Until last month, Florence Facciolo and Karen Malzone were the dining-hall queens of their Catholic nursing home in Newark, Delaware. Karen, a mirthful woman in her late 70s, would use a walker to shuffle over to their assigned table, which was adorned with a fresh tablecloth for each meal and a new centerpiece every season. The two women would pass several hours laughing about nothing. When they got in trouble for being too raucous, 87-year-old Flo would give a “Who, me?” look and point at their third seatmate, Pat Klevence, the quiet one, who would just shake her head and smile from her wheelchair.

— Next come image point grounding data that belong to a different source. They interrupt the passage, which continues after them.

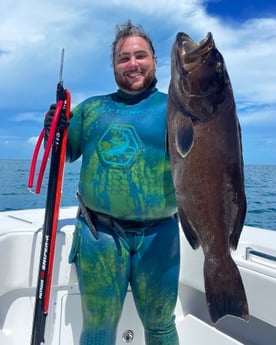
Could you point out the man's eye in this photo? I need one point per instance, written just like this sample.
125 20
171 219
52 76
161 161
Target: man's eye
140 56
123 59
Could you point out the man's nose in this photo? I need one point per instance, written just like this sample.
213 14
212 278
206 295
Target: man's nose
133 61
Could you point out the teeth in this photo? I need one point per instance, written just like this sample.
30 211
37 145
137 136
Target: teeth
133 75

Karen was the first to get sick, catching a cough in early March that wouldn’t go away. After 10 days in isolation, she seemed to get a little better, but things at the Jeanne Jugan Residence, a facility run by an order of Roman Catholic nuns called the Little Sisters of the Poor, were getting worse. At first, residents were seated at opposite ends of each table, then alone. Before long, they were eating meals in their rooms. Confined to her living space, Karen dogged the nurses and cleaning staff for updates about her neighbors on Saint Joseph’s, one of the facility’s two nursing floors. She peeked her head out of her room and saw that a stop sign had been posted on her door, warning people to check in with the nurses’ station before entering. The same sign had been posted on Flo’s door across the hall, and Pat’s had one too. Oh God, Karen thought.